How to take down Trump
Recently, in “Trump’s Parade v. Rule of Law,” I argued that current U.S. politics can be seen as a clash between Rule of Law and Charismatic Leader (definitions by Max Weber).
Following Weber’s model, I suggested that the way to bring down Trump is to undermine the myth he that propelled him to power (and the myth he created.)
This raises the question: How do we do that?
Mussolini (a quintessential charismatic leader) rose to power by evoking the “myth of Rome,” promising to return Italy to the era of Roman glory. Italian military losses in the war proved the myth false and caused his down fall. For sources, click here and here.
Trump isn’t promising victory through military conquest. He promises to restore America to past “greatness” through force of personality, rule and norm breaking, and destruction of the deep state (bureaucracy created by liberal democracy)
This comment was funny and true:
Modern day fascists (Charismatic leaders) have taken the fight and myth creation to the Internet.
Trump’s myth—it seems to me—is this: The Deep State is an illegitimate government in which “real” Americans have been forgotten. I alone can restore America to greatness. To do so, I will need to bend and break a few rules and norms along the way. I alone can do it.
I’ve argued that MAGA means return America to the 1920s, or at least the nation as it was before Brown v. Board of Education (the case that desegregated schools) ushered in the Civil Rights and Women’s Rights movements.

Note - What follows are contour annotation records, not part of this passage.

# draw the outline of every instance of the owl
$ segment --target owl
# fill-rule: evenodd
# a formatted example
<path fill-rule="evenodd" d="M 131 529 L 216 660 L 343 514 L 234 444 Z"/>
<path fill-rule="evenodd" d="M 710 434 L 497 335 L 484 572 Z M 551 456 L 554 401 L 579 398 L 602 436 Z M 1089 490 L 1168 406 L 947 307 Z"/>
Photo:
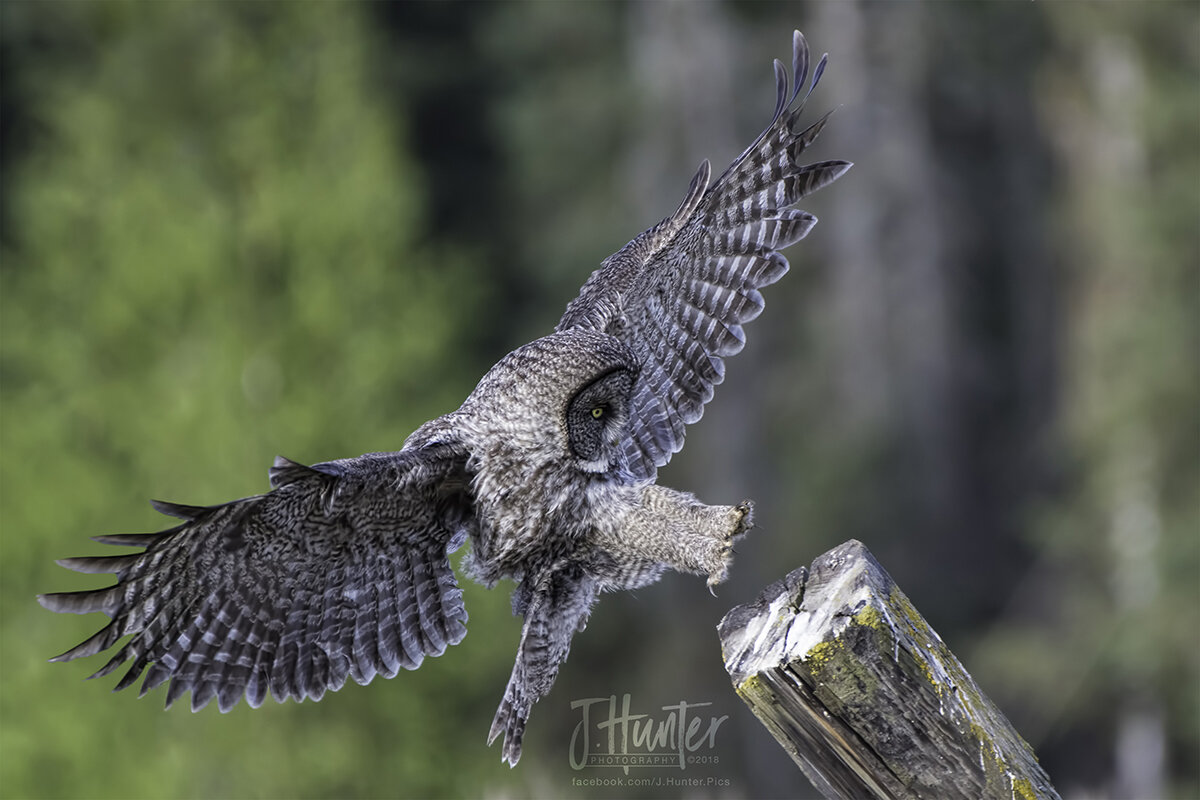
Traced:
<path fill-rule="evenodd" d="M 826 58 L 809 73 L 793 35 L 792 73 L 775 61 L 770 125 L 715 181 L 701 164 L 678 210 L 608 257 L 552 333 L 508 354 L 463 404 L 396 452 L 312 467 L 277 458 L 265 494 L 214 506 L 155 501 L 179 524 L 98 536 L 139 548 L 62 566 L 115 573 L 90 591 L 41 595 L 55 612 L 110 620 L 53 661 L 107 650 L 95 673 L 140 694 L 169 681 L 198 710 L 242 697 L 320 699 L 347 678 L 416 669 L 467 632 L 450 554 L 488 588 L 515 583 L 523 618 L 516 663 L 487 742 L 516 765 L 530 709 L 605 591 L 676 570 L 725 579 L 751 504 L 704 505 L 655 483 L 679 451 L 760 289 L 787 271 L 780 249 L 816 218 L 792 206 L 838 179 L 845 161 L 802 164 L 828 114 L 800 125 Z"/>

Of course Trump talks like he’s from the 1950s. To us it sounds phony. To people pining for the good old days when white men ruled and others knew their places in the hierarchy, he sounds like a prophet.
If this is the myth, it seems to me that exposing Trump’s rule breaking will not shatter the myth. Exposing him as a liar will not shatter the myth, because his followers understand that his lies are destructive, and they want him to be destructive.
Jailing him will not shatter the myth. If your hero is jailed, you don’t abandon your hero. You blame the system. His followers will just think his (and their) enemies are powerful and dangerous.
So how do we shatter the myth?
If the myth is “I alone can fix it,” when it’s clear he can’t “fix” it, it seems to me he’ll lose some support. What else? How about if:
- Trump is ineffective in stopping the forces of democracy and the rise of diversity;
- Trump is unable, through force of personality, to return America to the age of white supremacy and robber barons;
- his bullying tactics don’t work (imagine the Democratic candidate laughing at him instead of showing alarm or outrage); or
- his followers find themselves an insignificant minority, overwhelmed by the majority who don’t mock them but refuse to buy into the myth.
Remember that study that showed Trump lost support when people realized he wasn’t self-made?
His supporters don’t seem to mind if he got rich by breaking a few rules. They LIKE strongmen and rule breakers. But they don’t like the idea that he was born into wealth and got it all from Daddy. It’s contrary to the image of himself he created and sold to his fans.
There will always be people who prefer the myth. Myth has a lot of appeal. Rule of Law has its flaws. I had people tell me that if Rule of Law doesn’t work perfectly, they’ll lose faith and abandon it. Newsflash: No system is perfect. But every system can be improved.
Trump will not be the last person in the U.S. to figure out how to rise to power by evoking myth
It’s a continuing fight for each generation.
Dear current generation: You’ve been handed your challenge.
I’ve received a number of comments like this one:
I’ve observed that people who want to see the law “enforced” are generally hoping to see punishment meted out, or they’re looking the criminal justice system to fix what is essentially a political problem.
On Twitter, and perhaps elsewhere, there is a chorus of voices from the left calling for Trump and all of his pals along with his three oldest children to be imprisoned. “Lock them all up,” they say. Yesterday someone told me that Trump lawbreaking is now punished (by which I’m sure the person meant jailed) then “Rule of Law has no meaning.”
For 15 years I had a private criminal appellate practice. All my clients were indigent. I’ve never represented anyone who could afford to pay. I’ve given a great deal of thought to crime, punishment and justice.
I believe America over incarcerates and overly penalizes. See this thread for a general discussion of punishment.
Rule of Law as a system of authority ideally relies on a social contract. We know this isn’t really true because lots of people reject the social contract.
The problem of what to do with the people who reject Rule of Law is not easily solved.